Des traducteurs pour faciliter la relation patients-soignants

Comment permettre les échanges entre les patients étrangers et les équipes soignantes ? Pour répondre à cette problématique, l’hôpital Arthur Gardiner (Dinard) fait appel à l’association « Maux Sans Frontière »…

Des traducteurs pour faciliter la relation patients-soignants

L’histoire débute en 2016, avec une personne d’origine chilienne hospitalisée en service de soins de suite et de réadaptation gériatrique à l’hôpital Arthur Gardiner. La patiente communiquait dans sa langue maternelle, l’espagnol. Après discussion en équipe pluridisciplinaire, le personnel soignant a émis des doutes quant à sa compréhension des consignes, notamment pour la rééducation fonctionnelle. Mais comment faire pour évaluer la compréhension des consignes par la patiente, et la rassurer dans sa langue maternelle ? La psychologue de l’hôpital a alors fait appel à une interprète espagnole, intervenant au sein de l’association « Maux Sans Frontière ».
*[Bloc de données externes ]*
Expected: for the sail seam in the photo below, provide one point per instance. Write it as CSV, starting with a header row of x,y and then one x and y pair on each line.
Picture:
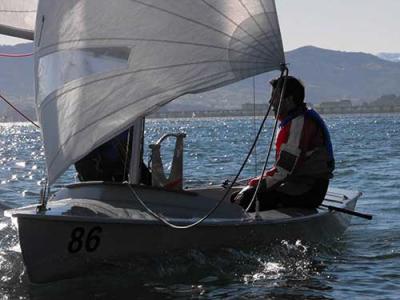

La région malouine étant très touristique, l’hôpital reçoit chaque année de nombreuses personnes ne parlant pas le français. Depuis, les équipes d’Arthur Gardiner à Dinard (Ille-et-Vilaine) font appel à l’association pour des missions d’interprétariat, auprès de patients non-francophones. Par principe, « Maux sans frontière » intervient lorsqu’il y a une certaine urgence. La mise à disposition d’un interprète bénévole dans un très court délai caractérise l’association. Les interprètes interviennent bénévolement, à chaque demande de l’hôpital. « Pour les remercier et les aider, nous faisons un petit don chaque année à l’association » explique la Directrice de l’hôpital.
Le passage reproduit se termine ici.